ClickHouse SQL Fundamentals: CREATE, TABLE, Views, ALTER, Partitioning, Import/Export, and Mutation Operations
This article provides a comprehensive guide to ClickHouse SQL, covering database creation, table definitions, column defaults, temporary and partitioned tables, view types, DDL commands, data import/export formats, and mutation‑based update and delete operations with practical code examples.
The article introduces ClickHouse as a column‑oriented database and presents the basic SQL syntax needed to work with it, starting with CREATE DATABASE [IF NOT EXISTS] db_name [ENGINE = engine]; and the USE db_name; command for switching databases.
It then details table creation using CREATE TABLE [IF NOT EXISTS] [db.]table_name ENGINE = engine and shows three methods: direct creation, creating a table as a copy of another, and CTAS (Create Table As Select). Example syntax includes:
create table table_name (id UInt16, name String) engine=TinyLog;Column definitions can use DEFAULT, MATERIALIZED, or ALIAS expressions, with explanations of how each behaves during insert, query, and storage phases. The article also demonstrates how to modify column defaults via
ALTER TABLE db_name.table MODIFY COLUMN col_name DEFAULT value;.

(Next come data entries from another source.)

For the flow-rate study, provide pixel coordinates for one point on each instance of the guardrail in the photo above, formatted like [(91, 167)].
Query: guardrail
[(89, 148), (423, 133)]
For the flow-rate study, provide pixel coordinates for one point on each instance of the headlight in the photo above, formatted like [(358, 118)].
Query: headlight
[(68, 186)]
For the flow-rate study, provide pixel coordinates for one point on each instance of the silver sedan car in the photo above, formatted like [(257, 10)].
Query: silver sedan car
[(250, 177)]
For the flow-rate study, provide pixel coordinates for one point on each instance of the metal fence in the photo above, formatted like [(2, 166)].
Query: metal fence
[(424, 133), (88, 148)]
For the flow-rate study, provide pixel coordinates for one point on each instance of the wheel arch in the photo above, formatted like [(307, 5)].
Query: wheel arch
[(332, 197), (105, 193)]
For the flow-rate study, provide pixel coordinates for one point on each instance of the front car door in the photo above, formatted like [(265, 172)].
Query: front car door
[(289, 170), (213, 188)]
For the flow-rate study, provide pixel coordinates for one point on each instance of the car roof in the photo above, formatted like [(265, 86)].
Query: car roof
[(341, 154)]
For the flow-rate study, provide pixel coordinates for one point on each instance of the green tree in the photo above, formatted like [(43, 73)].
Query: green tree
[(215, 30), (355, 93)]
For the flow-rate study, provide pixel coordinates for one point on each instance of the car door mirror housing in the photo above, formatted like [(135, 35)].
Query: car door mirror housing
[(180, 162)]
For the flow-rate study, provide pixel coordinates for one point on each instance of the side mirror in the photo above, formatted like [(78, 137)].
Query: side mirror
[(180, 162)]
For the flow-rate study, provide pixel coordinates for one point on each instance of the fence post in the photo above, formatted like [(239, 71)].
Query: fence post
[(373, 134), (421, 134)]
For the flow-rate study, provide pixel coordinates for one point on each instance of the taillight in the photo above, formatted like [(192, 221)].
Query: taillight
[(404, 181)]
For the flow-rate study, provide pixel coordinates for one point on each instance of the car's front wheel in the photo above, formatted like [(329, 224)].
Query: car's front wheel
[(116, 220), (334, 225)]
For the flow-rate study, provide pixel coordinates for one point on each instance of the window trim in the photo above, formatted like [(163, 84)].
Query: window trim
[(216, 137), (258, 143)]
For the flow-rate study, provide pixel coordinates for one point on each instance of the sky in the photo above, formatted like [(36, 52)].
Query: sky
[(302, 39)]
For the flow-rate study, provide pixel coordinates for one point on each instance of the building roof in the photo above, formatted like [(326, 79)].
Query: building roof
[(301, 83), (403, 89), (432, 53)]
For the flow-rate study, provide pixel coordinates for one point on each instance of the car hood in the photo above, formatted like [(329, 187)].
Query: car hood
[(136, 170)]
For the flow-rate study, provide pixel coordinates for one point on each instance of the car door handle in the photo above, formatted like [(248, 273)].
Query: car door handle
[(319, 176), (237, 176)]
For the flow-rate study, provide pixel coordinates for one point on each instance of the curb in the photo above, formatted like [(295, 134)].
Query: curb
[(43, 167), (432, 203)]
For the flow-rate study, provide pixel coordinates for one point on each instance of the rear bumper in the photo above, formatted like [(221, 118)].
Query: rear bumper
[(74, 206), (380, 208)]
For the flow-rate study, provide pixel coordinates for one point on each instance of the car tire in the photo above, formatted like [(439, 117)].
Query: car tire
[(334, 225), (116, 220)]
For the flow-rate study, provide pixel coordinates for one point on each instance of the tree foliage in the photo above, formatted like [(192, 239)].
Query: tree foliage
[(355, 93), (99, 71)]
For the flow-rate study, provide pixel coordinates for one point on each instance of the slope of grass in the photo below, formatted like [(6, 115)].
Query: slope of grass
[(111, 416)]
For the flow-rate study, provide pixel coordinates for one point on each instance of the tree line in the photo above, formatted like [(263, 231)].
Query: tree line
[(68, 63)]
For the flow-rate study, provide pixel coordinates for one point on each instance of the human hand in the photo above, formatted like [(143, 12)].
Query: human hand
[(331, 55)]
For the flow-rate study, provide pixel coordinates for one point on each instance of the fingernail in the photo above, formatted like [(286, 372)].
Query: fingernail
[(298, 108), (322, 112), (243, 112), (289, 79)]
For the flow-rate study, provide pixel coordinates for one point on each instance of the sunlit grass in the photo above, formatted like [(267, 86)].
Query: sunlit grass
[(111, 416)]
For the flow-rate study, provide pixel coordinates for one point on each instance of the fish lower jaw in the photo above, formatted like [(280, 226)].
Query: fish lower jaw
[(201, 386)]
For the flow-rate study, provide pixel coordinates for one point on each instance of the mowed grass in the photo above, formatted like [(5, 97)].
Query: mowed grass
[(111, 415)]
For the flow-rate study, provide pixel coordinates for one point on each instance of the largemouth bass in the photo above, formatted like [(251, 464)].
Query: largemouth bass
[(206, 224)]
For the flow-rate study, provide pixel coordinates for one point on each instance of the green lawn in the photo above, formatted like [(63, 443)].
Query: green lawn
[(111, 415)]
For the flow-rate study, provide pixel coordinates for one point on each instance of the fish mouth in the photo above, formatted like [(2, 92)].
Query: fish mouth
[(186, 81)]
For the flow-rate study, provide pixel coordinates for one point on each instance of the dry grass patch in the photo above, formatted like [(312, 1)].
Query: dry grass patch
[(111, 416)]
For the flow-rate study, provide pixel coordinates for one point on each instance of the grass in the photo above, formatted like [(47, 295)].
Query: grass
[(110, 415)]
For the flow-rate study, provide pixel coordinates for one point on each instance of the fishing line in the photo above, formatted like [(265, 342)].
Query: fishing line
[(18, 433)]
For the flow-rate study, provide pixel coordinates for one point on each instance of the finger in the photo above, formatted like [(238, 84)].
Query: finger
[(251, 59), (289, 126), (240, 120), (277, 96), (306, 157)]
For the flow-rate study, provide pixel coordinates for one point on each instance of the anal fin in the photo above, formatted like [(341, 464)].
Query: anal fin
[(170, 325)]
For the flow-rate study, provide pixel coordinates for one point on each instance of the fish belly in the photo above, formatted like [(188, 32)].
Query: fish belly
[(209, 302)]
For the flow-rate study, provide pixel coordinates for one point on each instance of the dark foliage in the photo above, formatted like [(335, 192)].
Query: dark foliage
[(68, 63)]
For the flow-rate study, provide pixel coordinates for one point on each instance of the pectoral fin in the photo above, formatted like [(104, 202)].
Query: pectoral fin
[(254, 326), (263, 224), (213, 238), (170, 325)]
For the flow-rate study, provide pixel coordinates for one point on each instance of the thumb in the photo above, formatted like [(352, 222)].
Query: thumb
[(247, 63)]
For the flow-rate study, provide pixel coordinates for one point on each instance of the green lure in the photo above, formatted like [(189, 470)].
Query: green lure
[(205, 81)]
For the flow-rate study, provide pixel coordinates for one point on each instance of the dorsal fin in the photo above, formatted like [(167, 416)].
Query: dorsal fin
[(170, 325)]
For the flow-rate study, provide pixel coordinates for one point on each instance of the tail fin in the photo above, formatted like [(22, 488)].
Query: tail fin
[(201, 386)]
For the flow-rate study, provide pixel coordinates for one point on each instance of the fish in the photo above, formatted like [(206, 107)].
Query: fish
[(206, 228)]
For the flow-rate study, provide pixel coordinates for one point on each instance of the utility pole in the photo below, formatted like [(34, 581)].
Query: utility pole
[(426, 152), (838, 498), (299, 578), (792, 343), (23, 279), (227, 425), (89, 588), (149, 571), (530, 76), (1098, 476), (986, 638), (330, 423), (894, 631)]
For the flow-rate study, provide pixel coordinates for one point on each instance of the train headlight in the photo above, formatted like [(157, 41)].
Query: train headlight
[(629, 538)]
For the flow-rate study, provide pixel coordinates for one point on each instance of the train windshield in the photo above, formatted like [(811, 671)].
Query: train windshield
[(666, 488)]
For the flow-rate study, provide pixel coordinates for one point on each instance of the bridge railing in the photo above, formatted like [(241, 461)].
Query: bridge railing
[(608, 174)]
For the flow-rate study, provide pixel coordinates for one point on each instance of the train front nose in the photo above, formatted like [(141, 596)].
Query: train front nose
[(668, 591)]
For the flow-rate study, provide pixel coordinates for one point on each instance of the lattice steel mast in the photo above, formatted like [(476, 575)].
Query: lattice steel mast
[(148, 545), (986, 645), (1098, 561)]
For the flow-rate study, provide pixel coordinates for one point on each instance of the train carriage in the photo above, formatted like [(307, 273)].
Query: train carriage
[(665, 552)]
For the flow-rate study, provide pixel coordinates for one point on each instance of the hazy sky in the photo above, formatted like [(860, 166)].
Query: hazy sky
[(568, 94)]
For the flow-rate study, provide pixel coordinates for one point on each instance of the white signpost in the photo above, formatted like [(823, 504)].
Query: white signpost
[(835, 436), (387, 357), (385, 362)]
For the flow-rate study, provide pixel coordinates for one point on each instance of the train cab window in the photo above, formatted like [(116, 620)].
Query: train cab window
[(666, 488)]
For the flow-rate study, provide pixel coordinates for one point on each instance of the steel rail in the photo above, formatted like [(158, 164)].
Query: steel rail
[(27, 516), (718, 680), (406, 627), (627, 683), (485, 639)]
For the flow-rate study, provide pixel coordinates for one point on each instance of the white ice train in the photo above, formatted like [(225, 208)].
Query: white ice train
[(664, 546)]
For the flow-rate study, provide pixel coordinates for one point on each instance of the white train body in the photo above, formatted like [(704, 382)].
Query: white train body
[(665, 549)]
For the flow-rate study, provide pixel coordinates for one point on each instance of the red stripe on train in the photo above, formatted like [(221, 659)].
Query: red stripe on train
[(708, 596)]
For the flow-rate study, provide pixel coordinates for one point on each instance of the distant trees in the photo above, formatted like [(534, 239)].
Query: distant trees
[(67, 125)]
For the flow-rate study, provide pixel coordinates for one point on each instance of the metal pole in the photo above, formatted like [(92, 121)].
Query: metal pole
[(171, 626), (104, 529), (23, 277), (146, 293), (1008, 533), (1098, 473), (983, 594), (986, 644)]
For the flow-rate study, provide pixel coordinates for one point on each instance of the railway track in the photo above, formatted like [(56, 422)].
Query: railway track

Temporary tables are created by adding the TEMPORARY keyword, and their lifecycle is session‑bound, using only the Memory engine. The article lists their special characteristics.
Partitioned tables are explained, distinguishing partitioning from sharding. An example creates a MergeTree table partitioned by month:
create table table_test_partition (id String, url String, eventTime DateTime) engine = MergeTree() partition by toYYYYMM(eventTime) order by id;Queries to the system.parts table reveal partition metadata, and the article shows how to query, drop, replace, detach, and attach partitions.
View creation is covered for both ordinary and materialized views. Ordinary views are simple query proxies ( CREATE VIEW view_name AS SELECT ...;), while materialized views store data using a specified engine and can be populated immediately with the POPULATE modifier.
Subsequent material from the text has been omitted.